The risk of a fiscal crisis depends on factors beyond the amount of federal debt. Ultimately, what matters is the ability to service the debt and the cost of doing so. Among the factors affecting that ability and cost are investors’ expectations about the budget and economic outlook, which can change over time, and about domestic and international financial conditions, including interest rates and exchange rates. Furthermore, the relationships between those factors and the risk of a crisis are uncertain and can shift—depending, in part, on the state of the economy. In CBO’s assessment, the debt-to-GDP ratio has no set tipping point at which a crisis becomes likely or imminent; nor is there an identifiable set point at which interest costs as a percentage of GDP become unsustainable. Indeed, CBO cannot reliably quantify the probability that a fiscal crisis might occur. Thus, the distribution of possible outcomes that the agency considered in preparing its baseline projections does not include the potential budgetary and economic outcomes of a fiscal crisis.

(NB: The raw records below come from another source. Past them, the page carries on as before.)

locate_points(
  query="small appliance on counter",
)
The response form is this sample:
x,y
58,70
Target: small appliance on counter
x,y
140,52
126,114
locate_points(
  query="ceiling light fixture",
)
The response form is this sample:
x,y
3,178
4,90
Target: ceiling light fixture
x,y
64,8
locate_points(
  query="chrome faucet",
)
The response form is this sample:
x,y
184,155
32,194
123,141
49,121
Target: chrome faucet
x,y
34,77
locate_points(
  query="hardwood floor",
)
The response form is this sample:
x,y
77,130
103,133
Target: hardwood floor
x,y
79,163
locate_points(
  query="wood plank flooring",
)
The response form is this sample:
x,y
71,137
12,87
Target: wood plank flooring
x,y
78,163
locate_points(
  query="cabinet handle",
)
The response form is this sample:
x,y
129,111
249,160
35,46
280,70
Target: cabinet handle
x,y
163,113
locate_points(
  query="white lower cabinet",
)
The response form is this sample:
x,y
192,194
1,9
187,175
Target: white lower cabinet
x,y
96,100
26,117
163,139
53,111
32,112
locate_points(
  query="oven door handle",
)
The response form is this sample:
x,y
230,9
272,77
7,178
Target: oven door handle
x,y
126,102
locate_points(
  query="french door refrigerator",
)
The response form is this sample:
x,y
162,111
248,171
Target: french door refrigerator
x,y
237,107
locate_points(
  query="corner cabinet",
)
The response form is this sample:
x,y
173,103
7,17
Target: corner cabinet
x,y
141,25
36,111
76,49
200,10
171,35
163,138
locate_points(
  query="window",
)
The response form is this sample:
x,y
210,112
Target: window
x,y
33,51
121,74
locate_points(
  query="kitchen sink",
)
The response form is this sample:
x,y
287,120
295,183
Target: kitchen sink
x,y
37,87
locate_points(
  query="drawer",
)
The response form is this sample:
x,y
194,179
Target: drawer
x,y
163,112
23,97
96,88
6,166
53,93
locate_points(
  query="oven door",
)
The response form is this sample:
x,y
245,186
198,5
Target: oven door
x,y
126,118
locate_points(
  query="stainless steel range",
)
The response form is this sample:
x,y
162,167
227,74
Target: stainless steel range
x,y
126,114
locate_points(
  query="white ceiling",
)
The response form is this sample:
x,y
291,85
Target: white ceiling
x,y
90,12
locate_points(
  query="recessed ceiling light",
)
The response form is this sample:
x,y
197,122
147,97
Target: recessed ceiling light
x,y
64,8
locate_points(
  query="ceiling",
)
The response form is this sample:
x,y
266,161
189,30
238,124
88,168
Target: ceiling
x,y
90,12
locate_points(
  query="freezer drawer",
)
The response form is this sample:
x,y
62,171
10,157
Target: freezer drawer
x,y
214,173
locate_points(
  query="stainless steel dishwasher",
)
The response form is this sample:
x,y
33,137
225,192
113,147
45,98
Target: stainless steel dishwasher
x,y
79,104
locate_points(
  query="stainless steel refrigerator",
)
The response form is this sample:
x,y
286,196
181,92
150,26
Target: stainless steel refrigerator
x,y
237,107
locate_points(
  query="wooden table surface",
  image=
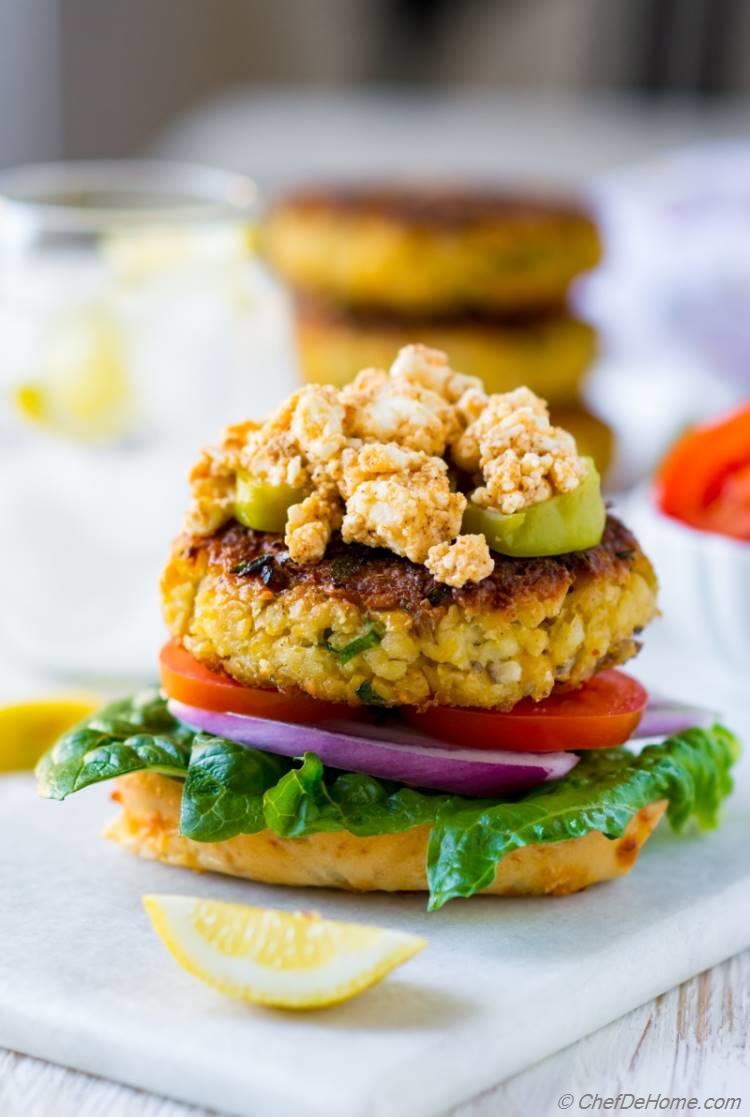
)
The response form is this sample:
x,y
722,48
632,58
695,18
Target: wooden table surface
x,y
692,1042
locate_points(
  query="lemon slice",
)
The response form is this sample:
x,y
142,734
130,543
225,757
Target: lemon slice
x,y
84,390
291,960
29,728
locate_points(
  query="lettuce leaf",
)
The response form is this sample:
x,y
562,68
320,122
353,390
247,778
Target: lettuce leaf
x,y
126,736
231,790
603,792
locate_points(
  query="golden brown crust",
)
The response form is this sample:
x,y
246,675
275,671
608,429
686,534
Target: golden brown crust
x,y
389,862
548,352
418,251
373,579
434,207
531,626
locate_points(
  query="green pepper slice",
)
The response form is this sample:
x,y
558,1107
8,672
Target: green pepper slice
x,y
567,522
263,506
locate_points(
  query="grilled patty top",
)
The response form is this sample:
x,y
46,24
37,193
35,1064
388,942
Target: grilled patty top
x,y
373,579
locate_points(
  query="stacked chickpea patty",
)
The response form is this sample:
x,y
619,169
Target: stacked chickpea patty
x,y
370,591
481,274
532,624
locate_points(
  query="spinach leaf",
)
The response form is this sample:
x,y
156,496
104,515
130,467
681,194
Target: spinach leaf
x,y
222,795
230,790
126,736
603,792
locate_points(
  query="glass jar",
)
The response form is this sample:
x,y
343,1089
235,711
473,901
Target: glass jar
x,y
134,324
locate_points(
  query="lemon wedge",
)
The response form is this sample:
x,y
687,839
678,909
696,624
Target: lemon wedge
x,y
290,960
84,389
29,728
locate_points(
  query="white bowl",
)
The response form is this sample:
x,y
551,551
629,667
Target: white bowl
x,y
704,584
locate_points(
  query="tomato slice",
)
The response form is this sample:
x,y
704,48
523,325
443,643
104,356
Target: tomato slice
x,y
603,714
187,680
703,479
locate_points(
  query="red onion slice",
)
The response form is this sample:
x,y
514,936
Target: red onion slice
x,y
416,760
664,717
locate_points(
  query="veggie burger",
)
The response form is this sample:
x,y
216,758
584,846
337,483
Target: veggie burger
x,y
397,612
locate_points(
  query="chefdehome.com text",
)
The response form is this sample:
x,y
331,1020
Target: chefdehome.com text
x,y
648,1103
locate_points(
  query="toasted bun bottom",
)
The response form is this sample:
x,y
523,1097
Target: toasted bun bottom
x,y
148,826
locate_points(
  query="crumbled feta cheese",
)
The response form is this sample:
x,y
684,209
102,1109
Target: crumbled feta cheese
x,y
372,459
310,524
380,409
466,560
522,458
399,499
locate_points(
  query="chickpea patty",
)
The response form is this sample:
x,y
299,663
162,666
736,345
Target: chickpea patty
x,y
416,250
364,626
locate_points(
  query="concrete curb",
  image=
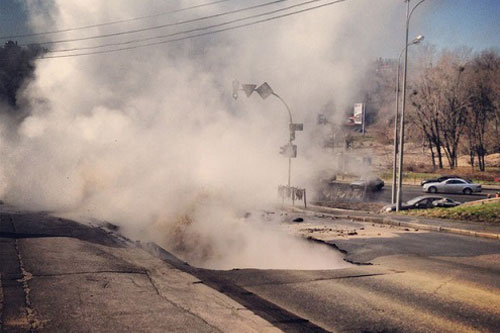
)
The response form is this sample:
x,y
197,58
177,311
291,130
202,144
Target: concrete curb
x,y
390,221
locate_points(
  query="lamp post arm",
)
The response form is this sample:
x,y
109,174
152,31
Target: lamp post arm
x,y
409,16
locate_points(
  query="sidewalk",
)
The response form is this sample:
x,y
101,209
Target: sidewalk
x,y
59,276
475,229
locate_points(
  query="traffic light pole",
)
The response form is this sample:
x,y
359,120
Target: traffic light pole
x,y
290,138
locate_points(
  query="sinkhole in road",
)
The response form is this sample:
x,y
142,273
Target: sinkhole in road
x,y
258,241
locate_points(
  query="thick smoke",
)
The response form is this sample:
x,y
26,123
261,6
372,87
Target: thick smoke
x,y
151,139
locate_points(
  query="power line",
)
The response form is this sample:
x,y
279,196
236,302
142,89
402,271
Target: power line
x,y
200,34
98,25
128,32
185,31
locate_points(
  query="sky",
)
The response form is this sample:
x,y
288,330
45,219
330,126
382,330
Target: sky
x,y
444,23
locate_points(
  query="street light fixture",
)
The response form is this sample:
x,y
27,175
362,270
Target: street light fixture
x,y
417,40
264,91
402,124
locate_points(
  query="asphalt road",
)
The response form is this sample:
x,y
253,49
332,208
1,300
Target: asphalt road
x,y
404,281
342,191
63,276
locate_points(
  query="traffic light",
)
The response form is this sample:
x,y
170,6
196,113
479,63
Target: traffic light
x,y
295,127
289,150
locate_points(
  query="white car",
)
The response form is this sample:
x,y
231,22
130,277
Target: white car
x,y
453,185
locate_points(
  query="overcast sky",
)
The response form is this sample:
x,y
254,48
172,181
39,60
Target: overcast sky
x,y
444,23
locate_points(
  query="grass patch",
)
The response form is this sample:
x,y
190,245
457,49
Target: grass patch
x,y
485,212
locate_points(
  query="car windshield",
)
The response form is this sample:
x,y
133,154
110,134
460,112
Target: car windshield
x,y
414,200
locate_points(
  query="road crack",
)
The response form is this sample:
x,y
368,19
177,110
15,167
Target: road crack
x,y
31,315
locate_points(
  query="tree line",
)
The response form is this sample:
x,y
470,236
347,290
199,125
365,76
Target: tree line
x,y
455,105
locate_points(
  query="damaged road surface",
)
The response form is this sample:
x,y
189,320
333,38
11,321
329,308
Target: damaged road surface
x,y
58,275
61,276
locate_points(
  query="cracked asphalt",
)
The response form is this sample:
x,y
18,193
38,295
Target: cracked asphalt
x,y
59,276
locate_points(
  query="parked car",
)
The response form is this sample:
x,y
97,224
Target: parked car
x,y
446,203
442,178
453,185
424,202
369,183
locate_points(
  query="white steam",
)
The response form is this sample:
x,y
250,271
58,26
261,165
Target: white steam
x,y
151,138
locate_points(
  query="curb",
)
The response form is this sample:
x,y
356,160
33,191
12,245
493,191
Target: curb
x,y
389,221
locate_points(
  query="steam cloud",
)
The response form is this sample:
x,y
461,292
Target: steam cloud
x,y
151,138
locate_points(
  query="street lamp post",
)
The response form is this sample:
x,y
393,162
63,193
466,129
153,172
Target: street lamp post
x,y
402,124
417,40
265,91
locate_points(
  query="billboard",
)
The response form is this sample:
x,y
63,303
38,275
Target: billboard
x,y
359,110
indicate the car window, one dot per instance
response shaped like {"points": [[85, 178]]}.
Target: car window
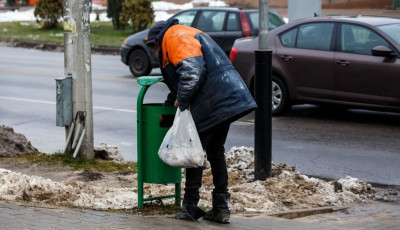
{"points": [[233, 22], [273, 20], [359, 40], [211, 21], [186, 18], [392, 30], [288, 38], [316, 36]]}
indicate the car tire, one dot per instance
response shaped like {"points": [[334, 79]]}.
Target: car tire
{"points": [[280, 97], [139, 63]]}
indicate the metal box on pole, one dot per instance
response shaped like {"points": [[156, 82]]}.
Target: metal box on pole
{"points": [[64, 101]]}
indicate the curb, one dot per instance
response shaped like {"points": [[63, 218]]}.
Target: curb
{"points": [[293, 214], [60, 48]]}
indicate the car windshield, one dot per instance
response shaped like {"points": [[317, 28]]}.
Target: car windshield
{"points": [[392, 30]]}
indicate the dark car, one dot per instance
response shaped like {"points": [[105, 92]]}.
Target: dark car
{"points": [[350, 61], [223, 24]]}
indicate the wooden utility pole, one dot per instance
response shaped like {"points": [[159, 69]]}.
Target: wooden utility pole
{"points": [[78, 66]]}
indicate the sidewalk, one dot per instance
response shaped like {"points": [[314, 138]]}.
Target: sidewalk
{"points": [[374, 215]]}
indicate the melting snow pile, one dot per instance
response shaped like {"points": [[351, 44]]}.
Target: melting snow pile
{"points": [[285, 190]]}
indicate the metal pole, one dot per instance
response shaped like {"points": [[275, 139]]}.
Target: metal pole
{"points": [[263, 97], [77, 62]]}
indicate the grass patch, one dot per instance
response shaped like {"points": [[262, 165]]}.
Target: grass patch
{"points": [[59, 159], [103, 34]]}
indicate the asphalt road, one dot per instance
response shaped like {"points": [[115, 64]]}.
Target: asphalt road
{"points": [[322, 142]]}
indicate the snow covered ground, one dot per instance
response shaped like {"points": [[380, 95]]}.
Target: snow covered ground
{"points": [[286, 190]]}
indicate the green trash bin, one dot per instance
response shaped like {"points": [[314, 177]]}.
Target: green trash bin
{"points": [[153, 122]]}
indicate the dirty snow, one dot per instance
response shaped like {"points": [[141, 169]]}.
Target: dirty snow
{"points": [[286, 190]]}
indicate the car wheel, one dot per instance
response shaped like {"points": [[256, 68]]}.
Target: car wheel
{"points": [[139, 63], [280, 97]]}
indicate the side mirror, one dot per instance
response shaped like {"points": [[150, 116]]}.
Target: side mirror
{"points": [[383, 51]]}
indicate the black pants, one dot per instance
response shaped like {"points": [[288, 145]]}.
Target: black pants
{"points": [[213, 141]]}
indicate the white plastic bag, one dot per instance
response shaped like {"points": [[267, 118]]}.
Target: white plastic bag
{"points": [[181, 146]]}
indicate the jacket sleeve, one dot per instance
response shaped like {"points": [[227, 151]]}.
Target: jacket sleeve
{"points": [[191, 72]]}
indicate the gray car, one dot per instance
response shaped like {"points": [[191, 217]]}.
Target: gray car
{"points": [[223, 24], [347, 61]]}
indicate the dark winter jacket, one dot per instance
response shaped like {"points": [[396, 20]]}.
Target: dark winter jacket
{"points": [[200, 75]]}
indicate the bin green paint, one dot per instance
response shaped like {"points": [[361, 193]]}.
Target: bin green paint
{"points": [[150, 133]]}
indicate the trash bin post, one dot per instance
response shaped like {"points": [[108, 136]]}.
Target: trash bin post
{"points": [[152, 125]]}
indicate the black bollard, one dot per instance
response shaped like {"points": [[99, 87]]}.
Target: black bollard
{"points": [[263, 115]]}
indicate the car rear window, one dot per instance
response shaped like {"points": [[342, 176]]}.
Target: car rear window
{"points": [[392, 30], [315, 36], [273, 21]]}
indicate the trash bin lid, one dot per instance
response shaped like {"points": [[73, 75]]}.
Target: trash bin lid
{"points": [[149, 80]]}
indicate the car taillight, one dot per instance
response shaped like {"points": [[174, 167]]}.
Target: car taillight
{"points": [[232, 55], [246, 30]]}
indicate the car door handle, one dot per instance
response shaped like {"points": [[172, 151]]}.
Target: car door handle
{"points": [[343, 62], [286, 57]]}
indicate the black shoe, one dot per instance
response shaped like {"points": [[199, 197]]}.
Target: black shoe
{"points": [[220, 212], [190, 213]]}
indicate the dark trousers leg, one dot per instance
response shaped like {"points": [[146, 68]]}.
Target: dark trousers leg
{"points": [[213, 141]]}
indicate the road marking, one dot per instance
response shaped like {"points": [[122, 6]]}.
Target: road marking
{"points": [[53, 103], [243, 123]]}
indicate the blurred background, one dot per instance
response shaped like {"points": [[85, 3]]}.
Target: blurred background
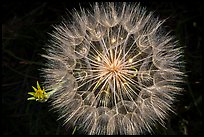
{"points": [[25, 28]]}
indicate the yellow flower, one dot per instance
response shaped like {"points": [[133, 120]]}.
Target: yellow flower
{"points": [[39, 94]]}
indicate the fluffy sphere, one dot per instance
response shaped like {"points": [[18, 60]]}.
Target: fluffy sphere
{"points": [[113, 70]]}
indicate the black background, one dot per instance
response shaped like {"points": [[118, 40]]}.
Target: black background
{"points": [[25, 27]]}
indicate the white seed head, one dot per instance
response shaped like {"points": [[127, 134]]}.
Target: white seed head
{"points": [[114, 70]]}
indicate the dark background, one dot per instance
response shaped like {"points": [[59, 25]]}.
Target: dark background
{"points": [[25, 27]]}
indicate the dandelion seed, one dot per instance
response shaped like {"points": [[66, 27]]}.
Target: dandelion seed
{"points": [[113, 71]]}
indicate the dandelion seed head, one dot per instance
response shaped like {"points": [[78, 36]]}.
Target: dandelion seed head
{"points": [[114, 70]]}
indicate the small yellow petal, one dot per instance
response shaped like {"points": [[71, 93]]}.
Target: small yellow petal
{"points": [[31, 93], [34, 88], [38, 86]]}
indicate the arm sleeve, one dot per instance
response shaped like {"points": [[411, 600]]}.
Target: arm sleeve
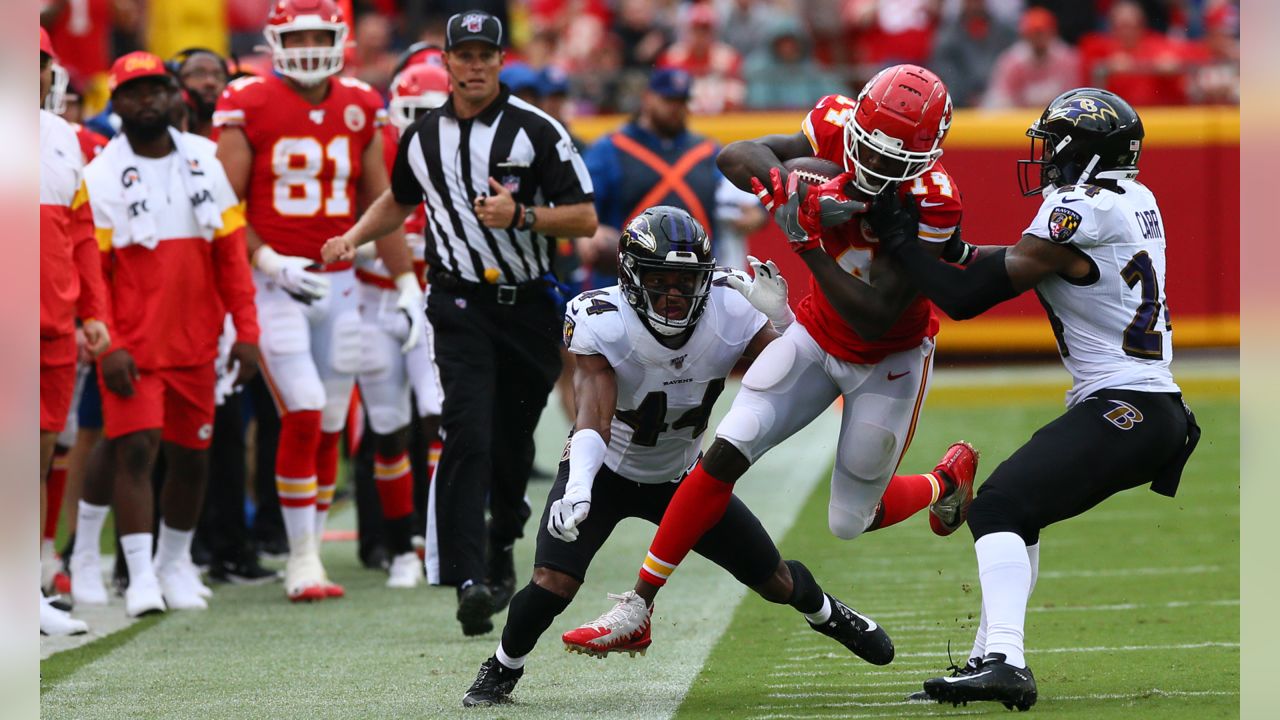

The risk of a fiscal crisis in the near future is not currently apparent in financial markets, even though the pandemic has increased the federal deficit and caused great uncertainty about the speed and scope of a recovery. However, financial markets do not always fully reflect risks on the horizon and, more importantly, the risk of a fiscal crisis could change suddenly in the wake of subsequent unexpected events. For example, a sudden rise in interest rates could lead investors to become concerned about the government’s fiscal position over the long term as their uncertainty grew as to whether the rise was temporary or signaled a long-run trend.
Risks of Other Disruptions
Even in the absence of an abrupt fiscal crisis, high and rising debt could generate persistent negative effects on the economy beyond those incorporated in CBO’s extended baseline projections, including a gradual decline in the value of Treasury securities and other domestic assets. High and rising debt could lead to moderate but ongoing increases in inflation expectations. Increases in federal borrowing could also lead to an erosion of confidence in the U.S. dollar as an international reserve currency. Among other effects, such developments would make it more difficult to finance public and private activity. Moreover, the increased dependence on foreign investors—who would hold larger and larger amounts of that high and rising debt—could pose other challenges, such as making U.S. financial markets more vulnerable to a change in the valuation of U.S. assets by participants in global markets.